Aim 1 : To define antigen specificity, functional and phenotypic characteristics of classical T cell responses associated with QFT reversion. QFT reversions may be due to technical variability of the assay. In alternative, we hypothesize that QFT reversion may be associated with recognition of different M.tb antigens and/or production of cytokines other than IFN?. We will confirm QFT reversion including alternative M.tb antigens to stimulate cells and using flow cytometry, a technique that enables detection of multiple cytokines as well expression of phenotypic markers at single cell level.

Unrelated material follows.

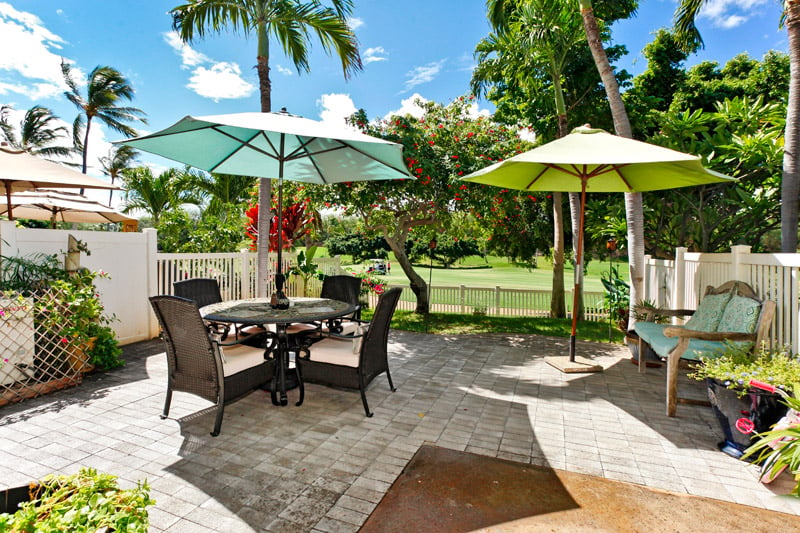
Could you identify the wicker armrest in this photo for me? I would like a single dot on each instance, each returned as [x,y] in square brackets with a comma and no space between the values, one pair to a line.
[709,335]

Aim 2 : To determine if innate and unconventional lymphocyte responses to M.tb change upon QFT reversion. Loss of persistence of memory T cells could be associated with transient infection controlled by innate immune cells. We will determine whether immune responses to mycobacteria mediated by unconventional and non-T cells are associated with QFT reversion by flow cytometry. Relevance: QFT is increasingly used in alternative to TST to define M.tb infection status and, recently, as end-point assay for vaccine efficacy trials of prevention of M.tb infection. Our results will help clarifying whether QFT reversions are likely due to technical variability, and in such case will be invaluable to design better diagnostics. In alternative, we will identify immune responses potentially associated with non- persisting M.tb infection, which could be immediately validated in ongoing efficacy trials.
We will study adaptive and innate immune responses associated with spontaneous reversion of QuantiFERON In Tube assay (QFT), used to determine if a person is infected with Mycobacterium tuberculosis (M.tb). Our study will contribute to the interpretation of QFT serial testing, develop novel and more robust immunological assays to diagnose M.tb infection and monitor vaccine-induce immune responses relevant to stop TB transmission. Results will generate hypotheses about immune protection from M.tb infection.